Rule 5-901 provides as follows: "The requirement of authentication or identification as a condition precedent to admissibility is satisfied by evidence sufficient to support a finding that the matter in question is what its proponent claims."

Finally, the State argues that the errors appellant alleges did not deny him a fair trial because there were no errors, and "three times nothing is still nothing." Even if there were errors, the State contends that any error was harmless beyond a reasonable doubt. The police produced body camera footage of appellant's removal from the backseat of the Ford Taurus, where they found the GPS tracker, $1,861 in cash, a black Pittsburgh Pirates baseball cap, black sunglasses, a white and silver cell phone, and, significantly, a handwritten note in appellant's pants pocket which read "this is a robbery." Such evidence was consistent with the robbery as observed by Ms. Perry and the bank's surveillance cameras. All of that evidence, the State argues, made any error in admitting other evidence harmless beyond a reasonable doubt.

III.

We hold that the circuit court did not err in admitting the map of GPS coordinates created by 3SI Security Systems. Evidence is relevant when it makes a fact of consequence to the determination of an action more or less likely, and relevant evidence is presumptively admissible. Rule 5-401; 5-402. Under Rule 5-403, relevant evidence may be excluded "if its probative value is substantially outweighed by the danger of unfair prejudice." All relevant evidence is in some way prejudicial, but unfairly prejudicial evidence "tends to have some adverse effect . . . beyond tending to prove the fact or issue that justified its admission." Smith v. State, 218 Md. App. 689, 705 (2014). When an appellant claims that the admission of evidence violated Rule 5-403, we review the relevance of the evidence de novo and the circuit court's balancing of Rule 5-403 for abuse of discretion. Id. at 704.

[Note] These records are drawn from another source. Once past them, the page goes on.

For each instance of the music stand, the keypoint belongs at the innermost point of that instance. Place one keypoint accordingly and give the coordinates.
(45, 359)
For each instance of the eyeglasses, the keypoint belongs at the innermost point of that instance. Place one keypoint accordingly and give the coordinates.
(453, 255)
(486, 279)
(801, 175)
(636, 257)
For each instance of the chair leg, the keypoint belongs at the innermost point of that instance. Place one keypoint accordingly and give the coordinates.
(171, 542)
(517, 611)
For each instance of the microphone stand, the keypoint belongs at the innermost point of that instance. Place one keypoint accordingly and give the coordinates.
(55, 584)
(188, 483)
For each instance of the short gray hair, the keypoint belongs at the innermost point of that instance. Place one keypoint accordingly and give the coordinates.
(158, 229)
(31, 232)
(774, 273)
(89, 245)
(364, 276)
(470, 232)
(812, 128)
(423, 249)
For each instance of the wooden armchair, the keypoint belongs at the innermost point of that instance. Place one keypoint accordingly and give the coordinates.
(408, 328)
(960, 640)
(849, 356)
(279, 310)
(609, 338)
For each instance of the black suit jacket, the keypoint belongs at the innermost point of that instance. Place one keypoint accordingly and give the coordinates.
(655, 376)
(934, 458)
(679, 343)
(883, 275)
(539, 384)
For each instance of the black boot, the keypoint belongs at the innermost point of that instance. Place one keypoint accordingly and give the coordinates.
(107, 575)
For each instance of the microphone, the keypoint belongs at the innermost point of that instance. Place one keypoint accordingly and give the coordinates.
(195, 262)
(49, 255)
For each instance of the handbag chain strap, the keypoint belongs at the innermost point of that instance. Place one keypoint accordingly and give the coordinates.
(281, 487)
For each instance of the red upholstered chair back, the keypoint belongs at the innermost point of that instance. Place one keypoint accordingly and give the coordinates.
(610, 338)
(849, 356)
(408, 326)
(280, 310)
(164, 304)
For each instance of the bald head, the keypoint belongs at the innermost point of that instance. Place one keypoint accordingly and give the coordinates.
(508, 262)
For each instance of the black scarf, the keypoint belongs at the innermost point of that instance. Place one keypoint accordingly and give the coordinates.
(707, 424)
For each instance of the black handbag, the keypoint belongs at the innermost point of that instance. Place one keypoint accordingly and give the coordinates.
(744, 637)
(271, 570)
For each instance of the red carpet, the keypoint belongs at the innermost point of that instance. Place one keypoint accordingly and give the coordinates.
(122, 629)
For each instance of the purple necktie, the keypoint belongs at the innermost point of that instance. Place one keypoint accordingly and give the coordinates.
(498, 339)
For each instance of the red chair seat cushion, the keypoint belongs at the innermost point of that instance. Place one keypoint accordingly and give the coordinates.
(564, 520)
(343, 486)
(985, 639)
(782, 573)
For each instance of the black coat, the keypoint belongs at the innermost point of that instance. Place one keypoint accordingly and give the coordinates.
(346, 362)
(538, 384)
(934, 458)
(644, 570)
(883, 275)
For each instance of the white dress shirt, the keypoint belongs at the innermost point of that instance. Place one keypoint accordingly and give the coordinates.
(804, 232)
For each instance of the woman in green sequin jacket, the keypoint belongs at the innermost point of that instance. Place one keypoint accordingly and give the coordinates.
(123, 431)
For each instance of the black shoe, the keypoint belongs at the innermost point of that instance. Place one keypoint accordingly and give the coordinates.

The map of the tracker's GPS coordinates was relevant, as the map made it far more likely that appellant perpetrated the robbery. Though appellant argues that the map was minimally probative because other evidence established the same facts, he does make the (unpreserved) legal argument that it was inadmissible as needlessly cumulative evidence under Rule 5-403. As for unfair prejudice, appellant bases his claim on the State's order of proof and claims that the presentation of the map toward the beginning of the State's case-in-chief made it more prejudicial. He focuses on the final coordinate's label "apprehension," arguing that it unfairly prejudiced him and induced the jury to conclude that whomever the police "apprehended" at the final coordinates of the GPS tracker perpetrated the robbery.

The trial court enjoyed the discretion to admit evidence in a manner "effective for the ascertainment of the truth." Rule 5-611(a). The court did not abuse its discretion or err in permitting the State to introduce a map early in its case in chief. As to the labels "robbery" and "apprehension," no one contested the fact that a robbery occurred or that appellant was arrested or apprehended. The high probative value of the map far outweighed any unfair prejudice, and the circuit court did not abuse its discretion in admitting the map.

Turning to the admission of the bank's balance screen, we hold that the circuit court did not err in admitting the balance screen under the "business records" exception to the hearsay rule. Hearsay is any oral or written assertion made outside hearing or trial testimony that is then offered into evidence to prove the truth of the matter asserted. Rule 5-801. A business record may be admitted if the proponent of the record can prove the following:

"(A) it was made at or near the time of the act, event, or condition . . . (B) it was made by a person with knowledge or from information transmitted by a person with knowledge, (C) it was made and kept in the course of a regularly conducted business activity, and (D) the regular practice of that business was to make and keep the memorandum, report, record, or data compilation."
Rule 5-803(b)(6). The purpose of the Rule is to facilitate the admission of records relied upon by businesses, which are presumed reliable enough for use at trial. Jackson v. State, 460 Md. 107, 124-25 (2018) (noting that "the business record exception is premised on the theory that 'because the records are reliable enough for the running of a business, in part because of the business duty imposed on the reporter and the recorder, that they are reliable enough to be admissible at trial,'" quoting Hall v. Univ. of Md. Med. Sys. Corp., 398 Md. 67, 89 (2007)). Bank records are considered by Maryland courts to be particularly reliable. Id. On appeal, we review the ultimate determination of admissibility de novo but do not disturb the trial court's factual findings unless clearly erroneous. Gordon v. State, 431 Md. 527, 538 (2013).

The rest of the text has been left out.